Les Turcs, apprenant ensuite que Pierre l’Ermite et Gautier sans Avoir[2] se trouvaient à Civitot[3], située au delà de Nicée, s’y dirigèrent, pleins d’allégresse, afin de les massacrer ainsi que leurs compagnons. Pendant leur marche ils se heurtèrent à Gautier avec les siens, qu’ils eurent bientôt massacrés. Quant à Pierre l’Ermite, il venait de retourner à Constantinople, incapable de discipliner cette troupe disparate, qui ne voulait entendre ni lui ni ses paroles[4]. Les Turcs,

  1. Le Khorassan, situé au nord-est de la Perse, était le centre de la puissance des Turcs, qui l’avaient enlevé aux sultans Gaznévides vers 1037-1040 (cf.
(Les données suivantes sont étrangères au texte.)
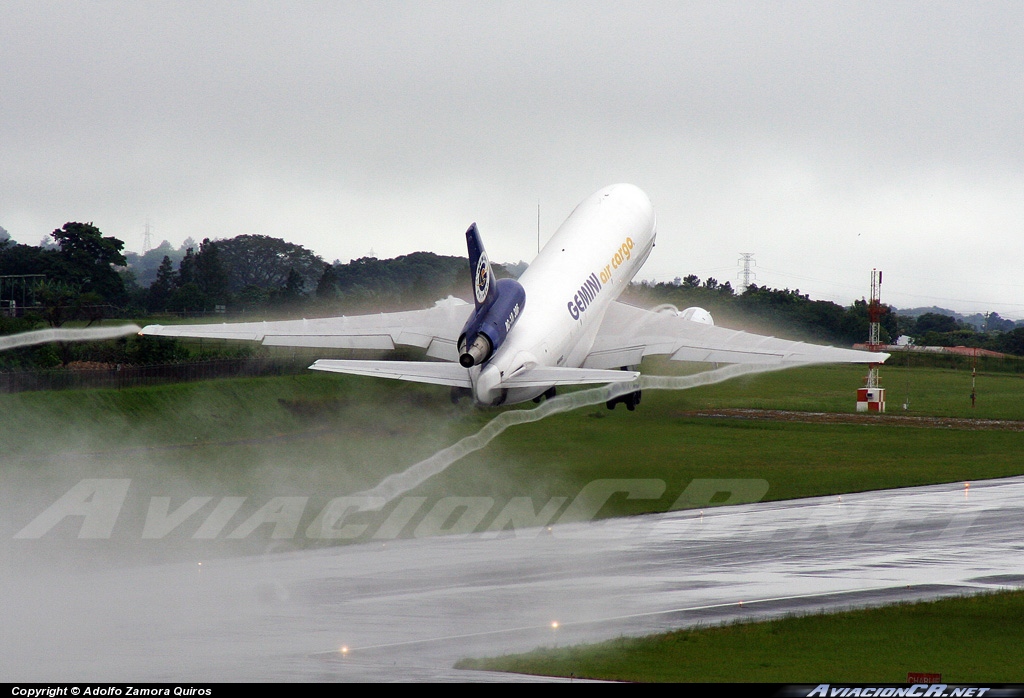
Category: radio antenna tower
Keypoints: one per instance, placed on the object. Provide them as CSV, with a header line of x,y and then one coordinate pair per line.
x,y
747,258
872,396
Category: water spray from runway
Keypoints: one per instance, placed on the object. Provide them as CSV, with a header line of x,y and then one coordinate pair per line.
x,y
399,483
27,339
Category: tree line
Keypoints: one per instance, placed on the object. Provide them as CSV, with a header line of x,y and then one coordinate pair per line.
x,y
84,275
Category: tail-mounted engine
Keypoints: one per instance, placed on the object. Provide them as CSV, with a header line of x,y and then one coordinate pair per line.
x,y
499,304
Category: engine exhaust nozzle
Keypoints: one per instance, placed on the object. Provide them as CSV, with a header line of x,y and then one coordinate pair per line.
x,y
476,353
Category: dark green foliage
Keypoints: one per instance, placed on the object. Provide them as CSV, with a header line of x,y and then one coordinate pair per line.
x,y
87,260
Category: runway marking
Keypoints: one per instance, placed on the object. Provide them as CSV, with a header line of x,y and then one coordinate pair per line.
x,y
336,654
399,483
Laurent, Byzance et les Turcs seldjoucides, Paris, 1921, p. 8), mais les chroniqueurs latins ou arméniens appliquent ce nom à tous les pays orientaux qui dépendaient des Seldjoucides, Azerbaïdjan, Arménie, Mésopotamie. Pour Albert d’Aix, Bagdad est la capitale du Khorassan ; dans le texte de l’Anonyme, ce terme a donc un sens assez vague et signifie les pays de l’est.
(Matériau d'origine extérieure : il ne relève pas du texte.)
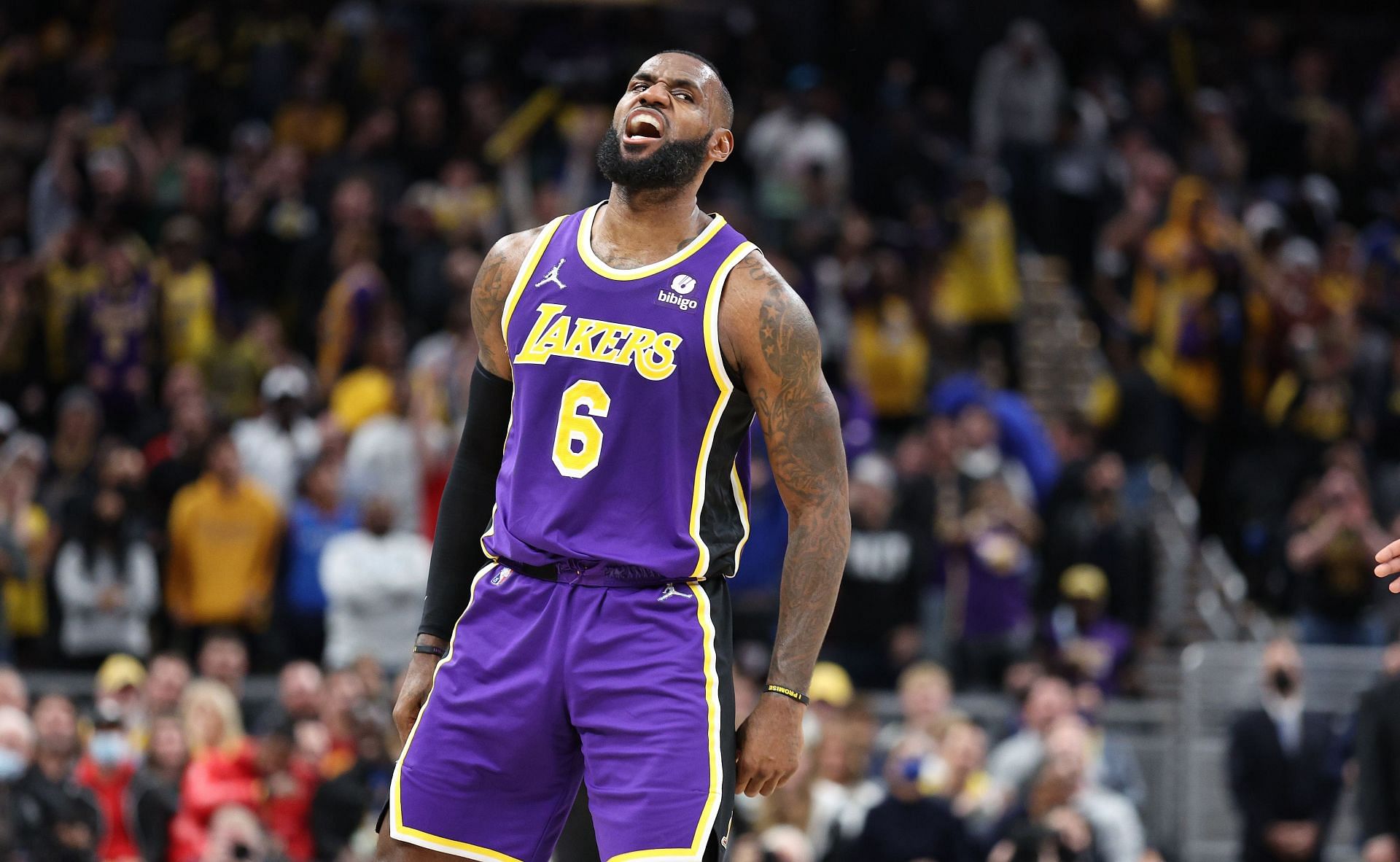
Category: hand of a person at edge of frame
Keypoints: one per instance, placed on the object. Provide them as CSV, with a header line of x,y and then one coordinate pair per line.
x,y
770,745
418,682
1388,563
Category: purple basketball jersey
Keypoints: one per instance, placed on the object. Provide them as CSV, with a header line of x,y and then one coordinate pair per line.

  2. Gautier sans Avoir (« Sensavehor », dans Albert d’Aix), chef d’une bande populaire, avait quitté Pierre l’Ermite à Cologne et était arrivé avant lui à Constantinople. Sur ce personnage, voir Orderic Vital, t. III, p. 478.
  3. Civitot (Chevetot, en grec : Kivotos), port sur le golfe de Nicomédie, avec une forteresse créée par Alexis Comnène pour tenir en respect l’émir turc de Nicomédie (Orderic Vital, édition Le Prévost, t. III, p. 490-491). L’identification avec Guemlik, sur le golfe de Moudania, est abandonnée depuis les travaux de Tomaschek (Topographie von Kleinasien im Mittelalter, Vienne, 1891). Le gros de l’armée y était resté avec Pierre l’Ermite.
  4. Récit plus détaillé d’Albert d’Aix, I, 18, p. 286-289, qui mentionne un voyage de Pierre l’Ermite à Constantinople pour demander des secours, et de la Chronique de Zimmern (fragments dans les Archives de l’Orient latin, t. I, p. 28-29), qui cite les noms des chefs allemands. Anne Comnène, X, 6, p. 78, place la rencontre au bord de la rivière du Dragon.